Nutrien (NTR) is coming back again and it’s long-term story is either good or great. Consolidation in the space is great for the company. Climate change is good for the company. Lack of new potash supply anywhere on the horizon due to environmental and capital issues makes it very solid for years, if not a decade or two. If you don’t have it, nibble, if you do, save a couple bucks for bottom fishing.
I don’t have any other dividend stocks I’m in love with. You could certainly buy Kinder Morgan (KMI) if you don’t have it. They’re plan is solid as we’ve covered and they’re back to being under $20 per share. I really want Lockheed Martin (LMT) and think it might get to us. We’ll see. Dividend stocks are bid up, we have to be patient.

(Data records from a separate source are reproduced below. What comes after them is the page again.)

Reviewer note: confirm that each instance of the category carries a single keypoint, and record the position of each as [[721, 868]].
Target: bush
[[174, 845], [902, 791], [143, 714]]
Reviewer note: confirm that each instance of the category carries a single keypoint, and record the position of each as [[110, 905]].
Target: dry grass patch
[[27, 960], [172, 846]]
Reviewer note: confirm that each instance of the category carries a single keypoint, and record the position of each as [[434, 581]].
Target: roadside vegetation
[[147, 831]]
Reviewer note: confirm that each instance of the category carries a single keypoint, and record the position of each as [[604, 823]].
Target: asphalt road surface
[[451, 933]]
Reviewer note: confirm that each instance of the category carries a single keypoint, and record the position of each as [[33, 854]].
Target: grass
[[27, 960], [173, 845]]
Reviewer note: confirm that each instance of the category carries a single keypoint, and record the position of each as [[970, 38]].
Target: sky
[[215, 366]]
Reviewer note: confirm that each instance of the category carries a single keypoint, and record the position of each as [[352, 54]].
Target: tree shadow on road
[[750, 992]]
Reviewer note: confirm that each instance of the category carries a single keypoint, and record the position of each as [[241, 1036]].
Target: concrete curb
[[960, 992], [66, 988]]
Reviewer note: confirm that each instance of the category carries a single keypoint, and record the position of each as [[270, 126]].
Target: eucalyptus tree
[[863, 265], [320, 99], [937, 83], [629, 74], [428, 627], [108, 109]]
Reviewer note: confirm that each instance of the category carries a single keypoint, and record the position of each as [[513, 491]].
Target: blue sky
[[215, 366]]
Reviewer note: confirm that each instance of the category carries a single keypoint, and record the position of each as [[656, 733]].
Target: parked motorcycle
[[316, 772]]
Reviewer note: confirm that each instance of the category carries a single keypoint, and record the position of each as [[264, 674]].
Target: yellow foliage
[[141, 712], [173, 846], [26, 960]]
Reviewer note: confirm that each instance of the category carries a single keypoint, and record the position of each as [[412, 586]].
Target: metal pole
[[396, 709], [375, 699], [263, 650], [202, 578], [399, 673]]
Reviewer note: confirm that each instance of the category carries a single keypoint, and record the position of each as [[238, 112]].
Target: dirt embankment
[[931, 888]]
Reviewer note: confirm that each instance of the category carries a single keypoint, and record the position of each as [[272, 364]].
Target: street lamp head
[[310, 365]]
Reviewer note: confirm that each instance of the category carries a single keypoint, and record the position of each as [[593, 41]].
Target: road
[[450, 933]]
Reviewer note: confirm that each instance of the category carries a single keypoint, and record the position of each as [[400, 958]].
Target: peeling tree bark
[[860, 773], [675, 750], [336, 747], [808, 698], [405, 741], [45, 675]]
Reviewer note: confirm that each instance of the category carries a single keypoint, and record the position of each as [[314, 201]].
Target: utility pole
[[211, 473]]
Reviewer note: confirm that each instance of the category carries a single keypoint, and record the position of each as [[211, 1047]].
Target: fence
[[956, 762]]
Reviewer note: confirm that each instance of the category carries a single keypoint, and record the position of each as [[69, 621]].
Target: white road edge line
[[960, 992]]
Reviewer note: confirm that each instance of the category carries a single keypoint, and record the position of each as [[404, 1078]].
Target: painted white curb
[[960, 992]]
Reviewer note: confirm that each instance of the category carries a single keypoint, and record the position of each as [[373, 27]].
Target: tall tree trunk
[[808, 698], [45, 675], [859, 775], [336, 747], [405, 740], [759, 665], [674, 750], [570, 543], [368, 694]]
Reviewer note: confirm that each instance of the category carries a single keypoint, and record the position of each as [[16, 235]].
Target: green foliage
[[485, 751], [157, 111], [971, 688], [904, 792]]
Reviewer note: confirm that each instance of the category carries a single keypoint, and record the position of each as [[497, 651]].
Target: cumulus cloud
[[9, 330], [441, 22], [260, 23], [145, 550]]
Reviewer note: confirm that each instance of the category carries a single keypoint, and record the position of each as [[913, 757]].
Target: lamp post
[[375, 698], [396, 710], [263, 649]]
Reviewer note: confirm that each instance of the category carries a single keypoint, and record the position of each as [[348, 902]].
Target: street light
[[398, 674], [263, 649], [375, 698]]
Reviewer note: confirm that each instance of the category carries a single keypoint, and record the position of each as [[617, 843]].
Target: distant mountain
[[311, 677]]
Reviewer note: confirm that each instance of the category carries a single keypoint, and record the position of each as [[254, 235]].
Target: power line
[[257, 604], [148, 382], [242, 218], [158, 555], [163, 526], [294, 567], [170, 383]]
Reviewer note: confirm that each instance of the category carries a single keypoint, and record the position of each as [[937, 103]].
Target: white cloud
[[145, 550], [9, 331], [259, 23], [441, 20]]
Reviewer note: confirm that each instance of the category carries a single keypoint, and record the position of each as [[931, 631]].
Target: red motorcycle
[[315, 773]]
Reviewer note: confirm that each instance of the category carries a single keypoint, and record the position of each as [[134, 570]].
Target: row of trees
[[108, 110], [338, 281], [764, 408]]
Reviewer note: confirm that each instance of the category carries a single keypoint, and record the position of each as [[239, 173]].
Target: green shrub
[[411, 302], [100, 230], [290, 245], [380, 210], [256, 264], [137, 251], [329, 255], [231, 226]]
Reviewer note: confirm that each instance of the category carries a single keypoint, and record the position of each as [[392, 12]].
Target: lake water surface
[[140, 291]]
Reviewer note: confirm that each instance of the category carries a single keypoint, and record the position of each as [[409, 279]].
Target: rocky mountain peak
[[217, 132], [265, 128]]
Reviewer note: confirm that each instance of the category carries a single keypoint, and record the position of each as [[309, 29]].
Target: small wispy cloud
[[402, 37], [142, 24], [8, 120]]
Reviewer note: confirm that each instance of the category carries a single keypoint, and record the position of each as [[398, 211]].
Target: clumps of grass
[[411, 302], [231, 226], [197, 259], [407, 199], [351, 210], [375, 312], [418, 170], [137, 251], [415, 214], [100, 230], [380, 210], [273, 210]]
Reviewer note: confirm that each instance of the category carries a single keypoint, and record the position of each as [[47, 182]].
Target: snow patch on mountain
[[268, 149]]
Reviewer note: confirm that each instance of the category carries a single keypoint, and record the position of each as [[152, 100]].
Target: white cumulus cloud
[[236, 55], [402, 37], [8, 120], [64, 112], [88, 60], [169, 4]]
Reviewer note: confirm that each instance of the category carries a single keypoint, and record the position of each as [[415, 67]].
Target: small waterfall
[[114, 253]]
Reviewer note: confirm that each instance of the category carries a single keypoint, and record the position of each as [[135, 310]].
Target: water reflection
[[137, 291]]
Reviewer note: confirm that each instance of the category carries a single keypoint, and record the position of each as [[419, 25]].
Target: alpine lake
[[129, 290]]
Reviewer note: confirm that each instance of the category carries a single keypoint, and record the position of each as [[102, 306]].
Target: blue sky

Enphase (ENPH) is a company I followed a long time and for a hot minute bottom fished it around $6 per share. I stupidly sold for a double. Their tech for plug & play energy storage is outstanding and a market leader. This is a chance to right a past wrong. I won’t bore you with more, just read this industry guy’s thoughts:
Tesla (TSLA) the ultimate battleground stock. Whitney Tilson recently came out against it. He’s the perfect contrary indicator. I battled with him and won on Exact Sciences (EXAS) too. Here’s my basic feel on Tesla. There is no shortage of rabbits in the hat. If you disagree, skip it. There’s always another opportunity. That said, I think Tesla’s technology is in more cars than any other company’s within a decade – note, that doesn’t mean biggest manufacturer, just most licensed. Did I see Mary Barra in Reno?
I haven’t officially increased equity holdings in asset allocations, but I think you can slowly, carefully and very selectively spend a little cash on nibbles from the “A List.”
This market will be volatile through the end of next year. I am very sure of that. We’ll probably get a chance to buy volatility again on a equity rally. And a chance to bet on calmer markets as well. Be nimble.
Open your mind to a world where selectively trumps broad diversification (diworsification). You want to be diversified in the companies that are not shrinking revenues or highly levered.
And, if in doubt, stick with bottom fishing.
Disclosure: I am/we are long NTR, KMI. I wrote this article myself, and it expresses my own opinions. I am not receiving compensation for it. I have no business relationship with any company whose stock is mentioned in this article.